Tea Fight - An Elegant Showdown
Enjoying a longstanding peace in politics and economic prosperity, the Chinese Song Dynasty (960AD-1279AD) was a marvelous period during which many cultural traditions flourished. Tea-drinking, for example, became very popular at that time. Since the good government of that time called for more civil officials than brave generals, intellectuals were highly valued, and what the intellectuals treasured was an elegant way of living. Even when they were holding a competition, they pursued it in a genteel way. The ancient custom of the “Tea Fight” is a case in point.
According to the research, the “Tea Fight” custom is originated in Jian’an County, Fujian Province, where White Tea is harvested. In those days, when fresh tea had been picked and processed in late spring, each tea farmer would bring out his crop to fight for the honor of presenting his own tea to the emperor as a tribute. Later, the convention was borrowed and carried forward by the tea’s customers, including plain intellectuals, courtier officials, and even the emperors. When having a get-together, they were all fond of the competition to make good tea, and this tradition came to be called “tea fights”.
Litterateurs have written many works to record the theory and fun of the tea fight. According to their depiction, participants in the fight have to go through five processes before they present their tea for judgment: choosing the tea cake, grinding the tea, boiling the water, churning the cream, and infusing the tea while stirring.
To choose a fine tea cake is the sine qua non of making good tea. Usually, competitors will adopt a kind of semi-fermented cake made of white tea. The Emperor Huizong of Song put forward three criteria for a fine tea cake: in color, the cakes should look pure instead of mottled; in texture, they should be hard; and when broken, they should make a “crack” sound.
When a qualified cake has been chosen, it should be grinded. The tea maker wraps a small piece of the cake in a paper bag and grinds it with an edge runner. But this is not enough. Using a sieve, the maker also has to sieve out coarse particles. After this process, only a fine tea powder remains.
The third step is to boil the water. The ware that people of the Song Dynasty used for boiling was usually a narrow-necked kettle, which enabled them to judge the temperature of the water according to its sound. After the water is boiled, it is poured into a wide-mouthed clay jar for later use.

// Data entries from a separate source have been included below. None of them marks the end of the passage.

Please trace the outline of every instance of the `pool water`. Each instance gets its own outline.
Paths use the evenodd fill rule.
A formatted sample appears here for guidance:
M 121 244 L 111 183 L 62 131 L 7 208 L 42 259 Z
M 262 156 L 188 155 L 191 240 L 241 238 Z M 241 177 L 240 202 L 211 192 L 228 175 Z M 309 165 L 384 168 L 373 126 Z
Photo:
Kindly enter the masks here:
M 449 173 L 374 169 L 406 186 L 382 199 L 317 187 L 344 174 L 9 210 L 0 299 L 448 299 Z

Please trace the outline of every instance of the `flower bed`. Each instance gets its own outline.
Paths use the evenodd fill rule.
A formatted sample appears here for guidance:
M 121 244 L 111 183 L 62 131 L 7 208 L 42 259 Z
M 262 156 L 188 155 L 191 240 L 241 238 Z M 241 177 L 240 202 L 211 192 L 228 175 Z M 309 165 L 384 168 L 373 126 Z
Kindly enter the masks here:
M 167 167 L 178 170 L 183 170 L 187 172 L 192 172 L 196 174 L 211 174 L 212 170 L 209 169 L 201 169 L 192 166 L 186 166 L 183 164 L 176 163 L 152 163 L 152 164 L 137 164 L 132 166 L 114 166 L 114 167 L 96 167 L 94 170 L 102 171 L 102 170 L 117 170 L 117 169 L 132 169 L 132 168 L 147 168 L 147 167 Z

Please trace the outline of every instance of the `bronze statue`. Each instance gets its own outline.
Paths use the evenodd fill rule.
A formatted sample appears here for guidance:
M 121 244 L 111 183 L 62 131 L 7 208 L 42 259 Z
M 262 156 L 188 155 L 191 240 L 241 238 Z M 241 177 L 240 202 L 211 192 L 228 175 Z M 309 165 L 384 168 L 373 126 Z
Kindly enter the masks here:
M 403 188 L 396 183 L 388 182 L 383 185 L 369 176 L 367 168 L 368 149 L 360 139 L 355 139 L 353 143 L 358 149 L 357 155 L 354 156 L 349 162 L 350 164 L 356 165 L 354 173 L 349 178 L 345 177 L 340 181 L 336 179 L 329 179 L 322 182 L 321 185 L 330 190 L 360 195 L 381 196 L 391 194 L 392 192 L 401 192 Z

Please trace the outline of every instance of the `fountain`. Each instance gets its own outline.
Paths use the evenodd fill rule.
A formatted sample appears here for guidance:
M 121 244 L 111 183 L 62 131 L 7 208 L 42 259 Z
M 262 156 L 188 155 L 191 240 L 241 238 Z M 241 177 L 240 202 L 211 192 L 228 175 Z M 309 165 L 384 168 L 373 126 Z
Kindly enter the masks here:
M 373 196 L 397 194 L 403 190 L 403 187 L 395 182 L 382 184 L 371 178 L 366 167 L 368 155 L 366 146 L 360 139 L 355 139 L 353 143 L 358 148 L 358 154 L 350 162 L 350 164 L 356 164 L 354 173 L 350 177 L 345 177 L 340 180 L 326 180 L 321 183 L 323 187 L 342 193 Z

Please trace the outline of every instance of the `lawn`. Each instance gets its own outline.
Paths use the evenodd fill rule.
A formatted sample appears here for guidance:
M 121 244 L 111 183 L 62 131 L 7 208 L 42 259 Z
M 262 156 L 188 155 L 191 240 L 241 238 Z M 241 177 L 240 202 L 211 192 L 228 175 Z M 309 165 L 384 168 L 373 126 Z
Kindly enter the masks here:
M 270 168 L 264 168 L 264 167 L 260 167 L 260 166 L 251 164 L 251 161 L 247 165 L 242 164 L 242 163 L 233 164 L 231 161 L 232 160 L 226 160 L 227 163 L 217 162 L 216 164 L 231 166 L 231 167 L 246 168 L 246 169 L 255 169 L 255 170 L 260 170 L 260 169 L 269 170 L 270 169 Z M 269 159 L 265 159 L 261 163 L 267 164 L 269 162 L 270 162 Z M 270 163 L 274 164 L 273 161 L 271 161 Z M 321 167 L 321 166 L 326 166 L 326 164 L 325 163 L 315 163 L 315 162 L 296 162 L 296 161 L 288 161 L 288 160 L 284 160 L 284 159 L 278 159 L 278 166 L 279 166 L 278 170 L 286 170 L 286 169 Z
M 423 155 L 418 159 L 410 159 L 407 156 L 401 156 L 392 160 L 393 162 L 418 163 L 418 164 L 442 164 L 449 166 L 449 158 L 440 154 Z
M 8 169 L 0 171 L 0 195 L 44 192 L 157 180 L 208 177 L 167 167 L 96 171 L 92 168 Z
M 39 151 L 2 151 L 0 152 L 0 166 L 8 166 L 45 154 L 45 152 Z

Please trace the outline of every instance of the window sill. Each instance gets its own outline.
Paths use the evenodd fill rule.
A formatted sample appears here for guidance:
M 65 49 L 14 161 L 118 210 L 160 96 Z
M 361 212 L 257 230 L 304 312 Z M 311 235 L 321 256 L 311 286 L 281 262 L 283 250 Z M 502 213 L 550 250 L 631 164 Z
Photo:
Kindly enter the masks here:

To make the cream is the fourth process of the preparation. Some tea powders need to be ladled out, and then mixed with a small quantity of water. The more viscous the cream is, the better the tea will be.
Then the most important job comes—the tea fighter has to infuse water into the teacup of cream and stir the solution at just the right speed. The water must come out smooth and steady, and the stirring has to be coordinated well with the pouring to produce a full dissolution.
Then what is the standard for good tea? That is to say, what makes a winner in a tea fight?
Firstly, good tea should look good in color. For White Tea, for example, the best color of the tea would be milky white. A milky green color indicates that the tea is undercooked and milky grey or milky yellow would be even worse.
Secondly, judges will focus their attention on the foam that comes out after the tea is stirred. The foam of well-made tea will not disappear very soon, so the duration of the foam is an important standard with which to identify a good cup of tea. While the foam is still covering the liquid, the best state is to form a smooth and even quilt, just like the surface of a bowl of cold porridge.
To win the challenge, a good tea fighter will use special water and a rare tea cup, as well as a fine tea cake and his great skills. Black pottery cups are highly recommended in the competition, because the black and white contrast between the cup and the tea will be very pleasant to the eyes. A type of tea container called Tuhao Cups (cups with hare’s fur glaze) is said to be a valued ware in tea fighting, since the manufacturing process of them is rather complicated.
The Song Dynasty witnessed the heyday of the tea fights, but thereafter the custom waned. Japanese visitors, however, brought the art of the tea fight to their own country, and carried it forward into Sado, that is, the art of tea making. In fact, the spirit of the tea fight still exists in China. It comes out when people, in and out of the lands of tea-production, taste different teas and decides on a champion. Tea is an herb rich with cultural significance, embodying the philosophy of tranquility and elegance that the Chinese people have pursued throughout the history. Actually, the tea fight is not a fight; it is a romantic way of appreciating tea and life itself. Time flies and steam flows, but Chinese people’s musing on tea and attitude toward life will last forever.